#Plutocracy #Democracy #Leadership

We Tracked the CEOs. We Forgot to Track the Country.

KJS DC 3.26

Re: Bloomberg piece by Adrian Wooldridge, published March 13, 2026. The article critiques a book defending billionaires while making the opposite case: that plutocratic wealth is corrupting and hollowing out American democracy.

Bloomberg called it this week. Adrian Wooldridge didn’t mince words: America’s plutocrats are derailing democracy.

I’ve been writing about this for two years. The ESG framework we built — tracking CEO compensation, board independence, political exposure, governance risk — was supposed to be the early warning system for exactly this.

We forgot to run it on the country itself.

I wrote a piece today about what that oversight has cost us — and what a young professional needs to understand about the system they’re inheriting. Teddy Roosevelt saw this coming in 1910. The question is whether we act before it fully arrives.

In business school, they teach you ESG. Environmental, Social, Governance. You learn to read proxy statements. You learn to track executive compensation against performance. You learn that when a CEO’s pay is 400 times the median worker’s salary, that’s a governance red flag — a sign that the board has lost its independence and the incentive structure has broken down.
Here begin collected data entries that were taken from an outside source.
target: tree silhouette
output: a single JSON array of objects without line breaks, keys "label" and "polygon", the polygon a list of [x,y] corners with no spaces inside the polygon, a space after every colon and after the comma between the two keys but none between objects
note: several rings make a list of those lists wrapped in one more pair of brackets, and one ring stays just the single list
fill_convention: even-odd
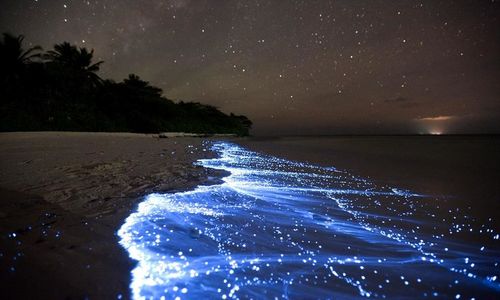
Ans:
[{"label": "tree silhouette", "polygon": [[78,48],[68,42],[54,45],[54,50],[50,50],[44,56],[47,60],[67,68],[69,72],[77,72],[90,79],[93,85],[102,83],[102,79],[96,74],[100,65],[104,61],[92,63],[94,50],[88,51],[86,48]]},{"label": "tree silhouette", "polygon": [[63,42],[41,55],[40,47],[24,50],[23,39],[4,34],[0,41],[0,131],[249,133],[246,117],[175,103],[135,74],[102,80],[93,50]]},{"label": "tree silhouette", "polygon": [[[3,34],[3,40],[0,41],[0,65],[2,81],[8,81],[12,78],[18,78],[24,71],[26,64],[32,62],[34,58],[40,57],[36,51],[42,50],[40,46],[34,46],[23,49],[24,36],[14,36],[9,33]],[[3,82],[7,83],[7,82]]]},{"label": "tree silhouette", "polygon": [[129,74],[128,78],[123,79],[123,85],[152,95],[161,96],[162,93],[160,88],[150,85],[135,74]]}]

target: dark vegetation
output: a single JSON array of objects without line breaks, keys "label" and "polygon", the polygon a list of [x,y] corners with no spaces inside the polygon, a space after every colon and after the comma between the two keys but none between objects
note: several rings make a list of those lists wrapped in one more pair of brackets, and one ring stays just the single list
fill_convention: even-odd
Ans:
[{"label": "dark vegetation", "polygon": [[173,101],[131,74],[97,75],[93,50],[67,42],[23,49],[23,36],[0,40],[0,131],[126,131],[248,135],[252,122],[196,102]]}]

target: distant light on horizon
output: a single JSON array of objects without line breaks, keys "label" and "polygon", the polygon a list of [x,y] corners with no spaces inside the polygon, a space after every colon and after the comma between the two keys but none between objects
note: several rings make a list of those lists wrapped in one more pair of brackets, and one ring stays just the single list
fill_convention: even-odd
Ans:
[{"label": "distant light on horizon", "polygon": [[443,132],[440,131],[440,130],[431,130],[429,132],[429,134],[431,134],[431,135],[441,135],[441,134],[443,134]]},{"label": "distant light on horizon", "polygon": [[455,123],[460,117],[451,115],[438,115],[434,117],[416,118],[415,121],[423,129],[424,134],[442,135],[446,134],[452,123]]}]

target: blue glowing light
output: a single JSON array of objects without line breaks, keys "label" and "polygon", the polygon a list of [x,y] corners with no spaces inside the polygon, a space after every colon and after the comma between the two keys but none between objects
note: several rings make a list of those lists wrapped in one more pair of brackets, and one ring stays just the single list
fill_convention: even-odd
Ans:
[{"label": "blue glowing light", "polygon": [[[118,231],[138,262],[134,299],[500,295],[498,232],[445,199],[212,148],[219,157],[198,163],[229,171],[222,184],[151,194]],[[469,230],[489,244],[454,238]]]}]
We built entire industries around this discipline. Analysts, ratings agencies, disclosure frameworks, shareholder resolutions. The logic was simple: unchecked power in a corporate structure destroys value and eventually destroys the institution. So we watch it. We measure it. We hold it accountable.
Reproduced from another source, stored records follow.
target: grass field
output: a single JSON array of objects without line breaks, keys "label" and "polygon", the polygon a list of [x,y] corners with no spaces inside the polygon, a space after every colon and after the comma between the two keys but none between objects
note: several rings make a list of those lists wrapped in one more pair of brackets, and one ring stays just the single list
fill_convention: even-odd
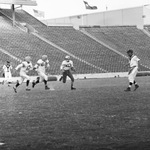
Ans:
[{"label": "grass field", "polygon": [[149,150],[150,78],[49,82],[14,93],[0,85],[0,150]]}]

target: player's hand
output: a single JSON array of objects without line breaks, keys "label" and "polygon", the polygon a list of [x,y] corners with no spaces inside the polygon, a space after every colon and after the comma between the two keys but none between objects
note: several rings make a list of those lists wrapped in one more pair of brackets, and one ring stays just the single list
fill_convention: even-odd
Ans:
[{"label": "player's hand", "polygon": [[49,64],[47,64],[47,68],[49,68],[50,67],[50,65]]},{"label": "player's hand", "polygon": [[65,70],[64,70],[64,69],[61,69],[60,71],[61,71],[61,73],[65,72]]},{"label": "player's hand", "polygon": [[125,66],[125,67],[129,67],[129,64],[125,64],[124,66]]},{"label": "player's hand", "polygon": [[76,69],[75,69],[74,67],[72,67],[71,70],[72,70],[73,72],[76,72]]},{"label": "player's hand", "polygon": [[132,67],[132,68],[129,69],[128,75],[133,71],[134,68],[135,67]]}]

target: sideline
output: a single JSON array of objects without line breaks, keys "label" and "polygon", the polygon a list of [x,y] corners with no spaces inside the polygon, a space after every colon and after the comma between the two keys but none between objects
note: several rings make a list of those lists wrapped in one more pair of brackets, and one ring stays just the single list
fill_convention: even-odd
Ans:
[{"label": "sideline", "polygon": [[[82,79],[101,79],[101,78],[125,78],[128,77],[128,72],[114,72],[114,73],[92,73],[92,74],[73,74],[75,80]],[[150,71],[140,71],[137,74],[140,76],[150,76]],[[58,81],[61,75],[48,75],[48,81]],[[31,82],[36,80],[37,76],[30,76]],[[12,77],[12,83],[16,83],[20,80],[20,77]],[[70,80],[67,78],[67,80]],[[4,78],[0,78],[0,84],[4,81]],[[24,81],[25,82],[25,81]]]},{"label": "sideline", "polygon": [[[80,79],[99,79],[99,78],[119,78],[119,77],[127,77],[127,72],[116,72],[116,73],[94,73],[94,74],[73,74],[75,80]],[[48,75],[48,81],[58,81],[61,75]],[[37,76],[31,76],[31,82],[35,80]],[[2,83],[4,78],[0,78],[0,83]],[[12,83],[17,82],[20,80],[20,77],[12,77]],[[70,80],[67,78],[67,80]],[[25,82],[25,81],[24,81]]]}]

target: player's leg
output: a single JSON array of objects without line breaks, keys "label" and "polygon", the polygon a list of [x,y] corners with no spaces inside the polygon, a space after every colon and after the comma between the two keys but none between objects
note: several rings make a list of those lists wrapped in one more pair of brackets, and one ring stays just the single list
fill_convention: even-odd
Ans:
[{"label": "player's leg", "polygon": [[43,78],[43,82],[44,82],[44,85],[45,85],[45,90],[49,90],[50,88],[47,85],[48,76],[45,73],[42,73],[42,78]]},{"label": "player's leg", "polygon": [[29,83],[30,83],[30,77],[28,76],[26,81],[26,91],[30,91],[31,89],[29,88]]},{"label": "player's leg", "polygon": [[66,79],[67,79],[67,72],[64,71],[63,74],[62,74],[63,83],[66,83]]},{"label": "player's leg", "polygon": [[138,83],[135,80],[134,80],[134,85],[135,85],[134,91],[136,91],[137,88],[139,88],[140,86],[138,85]]},{"label": "player's leg", "polygon": [[59,81],[61,81],[63,79],[63,75],[61,75],[61,77],[59,78]]},{"label": "player's leg", "polygon": [[135,78],[136,78],[137,73],[138,73],[138,69],[135,69],[135,71],[134,71],[134,75],[133,75],[133,78],[134,78],[134,82],[133,82],[133,84],[135,85],[134,91],[136,91],[136,90],[137,90],[137,88],[139,88],[138,83],[135,81]]},{"label": "player's leg", "polygon": [[5,75],[5,72],[3,73],[3,78],[4,78],[4,80],[2,81],[2,84],[5,84],[5,77],[6,77],[6,75]]},{"label": "player's leg", "polygon": [[24,80],[24,78],[22,76],[20,76],[20,78],[21,79],[19,81],[17,80],[16,85],[13,87],[15,93],[17,93],[17,88],[22,84],[22,82]]},{"label": "player's leg", "polygon": [[[20,76],[22,77],[23,80],[26,79],[26,91],[30,91],[31,89],[29,88],[29,83],[30,83],[30,77],[25,73],[21,73]],[[23,82],[23,81],[22,81]]]},{"label": "player's leg", "polygon": [[7,83],[8,83],[8,86],[10,86],[12,82],[12,75],[11,75],[11,72],[8,73],[8,76],[7,76]]},{"label": "player's leg", "polygon": [[49,90],[50,88],[47,85],[48,76],[45,73],[43,73],[43,72],[40,72],[38,75],[39,75],[39,77],[37,78],[37,80],[35,81],[35,83],[32,83],[32,87],[34,87],[40,81],[41,82],[43,81],[44,85],[45,85],[45,90]]},{"label": "player's leg", "polygon": [[129,85],[128,85],[127,89],[125,90],[126,92],[131,91],[131,87],[132,87],[132,84],[134,82],[132,72],[128,75],[128,80],[129,80]]},{"label": "player's leg", "polygon": [[[30,77],[24,72],[21,74],[21,77],[25,80],[26,79],[26,91],[30,91],[29,83],[30,83]],[[22,81],[23,82],[23,81]]]},{"label": "player's leg", "polygon": [[40,83],[40,77],[37,77],[36,80],[32,82],[32,88],[34,88],[38,83]]},{"label": "player's leg", "polygon": [[71,79],[71,90],[75,90],[76,88],[73,86],[74,85],[74,77],[70,71],[68,71],[68,77]]},{"label": "player's leg", "polygon": [[8,79],[8,72],[5,72],[4,73],[4,80],[3,80],[3,83],[2,84],[7,84],[7,79]]},{"label": "player's leg", "polygon": [[45,90],[49,90],[50,88],[47,85],[47,80],[44,79],[43,82],[44,82],[44,85],[45,85]]},{"label": "player's leg", "polygon": [[[137,86],[137,84],[136,84],[136,82],[135,82],[136,74],[137,74],[137,68],[134,68],[134,69],[132,70],[132,72],[128,75],[129,86],[127,87],[127,89],[126,89],[125,91],[131,91],[131,87],[132,87],[133,84],[135,84],[135,85]],[[138,86],[138,87],[139,87],[139,86]],[[137,88],[138,88],[138,87],[137,87]],[[137,88],[136,88],[136,89],[137,89]]]}]

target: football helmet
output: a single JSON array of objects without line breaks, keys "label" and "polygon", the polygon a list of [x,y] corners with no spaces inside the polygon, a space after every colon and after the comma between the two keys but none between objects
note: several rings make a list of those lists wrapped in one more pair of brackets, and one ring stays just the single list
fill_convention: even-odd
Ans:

Then we went home and forgot to run the same analysis on our democracy.

Bloomberg’s Adrian Wooldridge wrote this week that money is not only corrupting American politics but turning what was once a globally admired system into a byword for plutocratic excess. He’s right. But this isn’t a surprise. A Princeton study a decade ago found that the influence of ordinary citizens on policy outcomes was at a statistically “non-significant, near-zero level.” America, the researchers concluded, was already a functional oligarchy. We just hadn’t updated our frameworks to reflect it.

Here’s what the ESG lens shows when you point it at the federal government right now:

Billionaires are 4,000 times more likely to hold office than you are. Elon Musk donated at least $132 million to the 2024 Trump campaign and now runs a government efficiency office with unchecked access to federal data and personnel decisions — while holding billions in government contracts through SpaceX and Starlink. That’s not just a conflict of interest. In any corporate governance framework, that’s a material breach. A board that allowed it would be sued.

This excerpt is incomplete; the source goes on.